Joe Ajaero, president of the Nigeria Labour Congress (NLC) says the privatisation of Nigeria’s electricity industry has failed and plunged workers, households and businesses into deeper energy poverty.
He said more than a decade after privatisation, the sector
remains characterised by frequent grid collapses, poor supply and rising
tariffs.
Ajaero spoke at the annual conference of women and youth of
the National Union of Electricity Employees (NUEE) in Abuja, where he called
for a comprehensive review of the electricity sector.
‘PRIVATISATION WAS A GRAND DECEPTION’
Ajaero said electricity generation has remained largely
stagnant at between 4,000 and 5,000 megawatts, the same level recorded before
privatisation, describing the situation as evidence of systemic failure.
“Instead of progress, we witness regression. Instead of
light, we have darkness. The national grid collapses with the frequency of a
faulty generator, sometimes plunging the entire nation into blackout,” he said.
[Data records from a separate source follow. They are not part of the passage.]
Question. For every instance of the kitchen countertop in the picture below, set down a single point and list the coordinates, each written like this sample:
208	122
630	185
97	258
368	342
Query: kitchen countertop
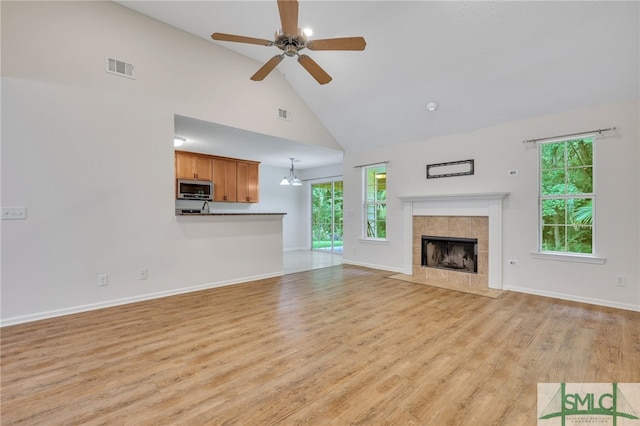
179	213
The NLC president described the privatisation of the power
sector as a “grand deception”, arguing that public assets were transferred to
investors who lacked the technical capacity and financial strength to manage
them.
According to him, the core investors relied heavily on loans
from Nigerian banks to acquire distribution and generation companies without
injecting fresh foreign capital, a move he said weakened domestic credit and
contributed to pressure on the naira.
“…They acquired the DISCOs and GENCOs on a shoestring budget
and now expect Nigerian workers to pay for their loans through outrageous
electricity tariffs,” he said.
Ajaero also criticised the electricity band classification
system, describing it as a policy that burdens consumers without delivering
reliable power.
“Band A consumers pay through their noses but still receive
epileptic power supply. This government is asking Nigerians to pay for
darkness. We reject this segregation. Electricity is a right, not a commodity
to be auctioned to the highest bidder while the poor are left in the dark,” he
said.
The NLC president further questioned reports that the
federal government plans to pay between N2 trillion and N3 trillion to power
generation companies.
“The electricity subsidy claim remains a phantom as the 3
Trillion Naira is another ruse and goes nowhere. We question the rationale
behind the Federal Government’s alleged plan to pay between 2 and 3 trillion
Naira to the GENCOs. We describe it as a clandestine move to ‘settle the boys’
as the 2027 elections approach,” he said.
While acknowledging the Electricity Act that devolves
certain powers to states, Ajaero said decentralisation alone would not resolve
the sector’s challenges without a clear national framework.
He said the NLC is demanding a national stakeholders’ summit
involving workers, manufacturers and sector experts to develop a people-centred
power roadmap that prioritises affordable and stable electricity, public
investment in generation and transmission infrastructure, and
service-reflective tariffs.
“The Nigerian people cannot continue to pay for darkness,” Ajaero added.